Almost as evergreen as the top of the Peace Tower, early election rumours ramp up once the next federal campaign is less than a year away. Though, with this pronouncement Trudeau seems certain that the election will happen as scheduled. To be seen is how long the campaign period will be.
Under current federal election law, general elections are held on the third Monday of October, in the fourth year after the previous federal election, but this does not prevent an election from happening earlier. The Governor General of Canada has the power to, following the advice of the prime minister, call an election at another date and dissolve the current Parliament.
During the last election, then-prime minister Stephen Harper kicked off the campaign considerably early, resulting in a 78-day race. The minimum length of a campaign is 36 days.
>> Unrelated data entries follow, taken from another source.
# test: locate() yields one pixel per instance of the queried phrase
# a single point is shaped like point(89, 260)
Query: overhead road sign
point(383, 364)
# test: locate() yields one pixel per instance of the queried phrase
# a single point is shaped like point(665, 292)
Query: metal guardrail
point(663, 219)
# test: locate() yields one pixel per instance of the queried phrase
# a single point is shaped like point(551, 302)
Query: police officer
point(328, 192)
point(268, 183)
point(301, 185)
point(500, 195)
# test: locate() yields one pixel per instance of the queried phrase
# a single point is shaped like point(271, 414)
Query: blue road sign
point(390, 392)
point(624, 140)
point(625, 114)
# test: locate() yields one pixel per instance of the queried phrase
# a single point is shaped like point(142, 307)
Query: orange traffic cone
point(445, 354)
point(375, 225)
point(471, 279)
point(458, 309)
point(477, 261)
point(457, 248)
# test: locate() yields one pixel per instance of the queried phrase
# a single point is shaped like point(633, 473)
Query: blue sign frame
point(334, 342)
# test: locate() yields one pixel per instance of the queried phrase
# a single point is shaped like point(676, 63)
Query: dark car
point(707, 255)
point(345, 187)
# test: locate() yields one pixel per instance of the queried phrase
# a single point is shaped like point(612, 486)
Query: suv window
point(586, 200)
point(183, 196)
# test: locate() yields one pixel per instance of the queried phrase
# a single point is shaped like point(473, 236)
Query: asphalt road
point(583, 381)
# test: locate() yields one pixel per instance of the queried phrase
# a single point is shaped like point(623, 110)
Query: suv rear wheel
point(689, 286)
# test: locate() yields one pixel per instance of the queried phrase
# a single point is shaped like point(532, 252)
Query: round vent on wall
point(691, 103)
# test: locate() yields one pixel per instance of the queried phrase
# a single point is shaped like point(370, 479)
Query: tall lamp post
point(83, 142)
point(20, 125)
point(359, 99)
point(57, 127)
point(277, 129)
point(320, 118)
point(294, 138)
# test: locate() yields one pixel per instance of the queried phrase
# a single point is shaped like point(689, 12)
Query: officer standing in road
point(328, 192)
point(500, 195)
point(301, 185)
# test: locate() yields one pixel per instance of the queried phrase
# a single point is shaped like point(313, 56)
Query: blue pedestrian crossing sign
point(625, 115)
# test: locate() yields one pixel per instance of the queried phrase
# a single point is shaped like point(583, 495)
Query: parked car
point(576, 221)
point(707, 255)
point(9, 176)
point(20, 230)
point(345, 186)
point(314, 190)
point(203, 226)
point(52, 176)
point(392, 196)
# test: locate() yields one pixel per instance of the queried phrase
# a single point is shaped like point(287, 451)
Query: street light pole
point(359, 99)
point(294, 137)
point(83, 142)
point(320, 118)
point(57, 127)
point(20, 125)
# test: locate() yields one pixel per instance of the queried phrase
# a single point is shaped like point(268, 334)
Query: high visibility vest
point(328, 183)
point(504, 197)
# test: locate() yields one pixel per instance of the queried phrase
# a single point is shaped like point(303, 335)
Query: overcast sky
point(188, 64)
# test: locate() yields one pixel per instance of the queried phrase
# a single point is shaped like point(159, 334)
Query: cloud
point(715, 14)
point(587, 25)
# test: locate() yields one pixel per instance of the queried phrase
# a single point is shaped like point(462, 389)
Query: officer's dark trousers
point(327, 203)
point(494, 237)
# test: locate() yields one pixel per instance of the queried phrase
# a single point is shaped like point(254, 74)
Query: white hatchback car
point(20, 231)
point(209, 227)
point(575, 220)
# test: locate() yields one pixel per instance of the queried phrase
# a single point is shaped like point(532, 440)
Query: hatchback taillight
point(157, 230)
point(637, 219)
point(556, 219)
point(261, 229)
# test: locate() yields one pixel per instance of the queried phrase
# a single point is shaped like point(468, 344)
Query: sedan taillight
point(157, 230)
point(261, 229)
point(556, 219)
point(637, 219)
Trudeau thinks the ballot box question is going to be: “Who has the right plan to ensure a better future for Canadians?”
Speaking to what he sees as being his biggest challenge in 2019, Trudeau took a dig at his competitors, and restated an oft-repeated line of attack on the Conservatives.
“Demonstrate that a thoughtful, reasonable approach to solving our problems is better than the politics of fear, division, of stirring up populist anger and not really providing answers that are longer than fit on a bumper sticker,” Trudeau said.
Questioned about how he plans to communicate his broken promises come 2019, from electoral reform, to balanced budgets, Trudeau sought to defend his record by referencing the record of his predecessor.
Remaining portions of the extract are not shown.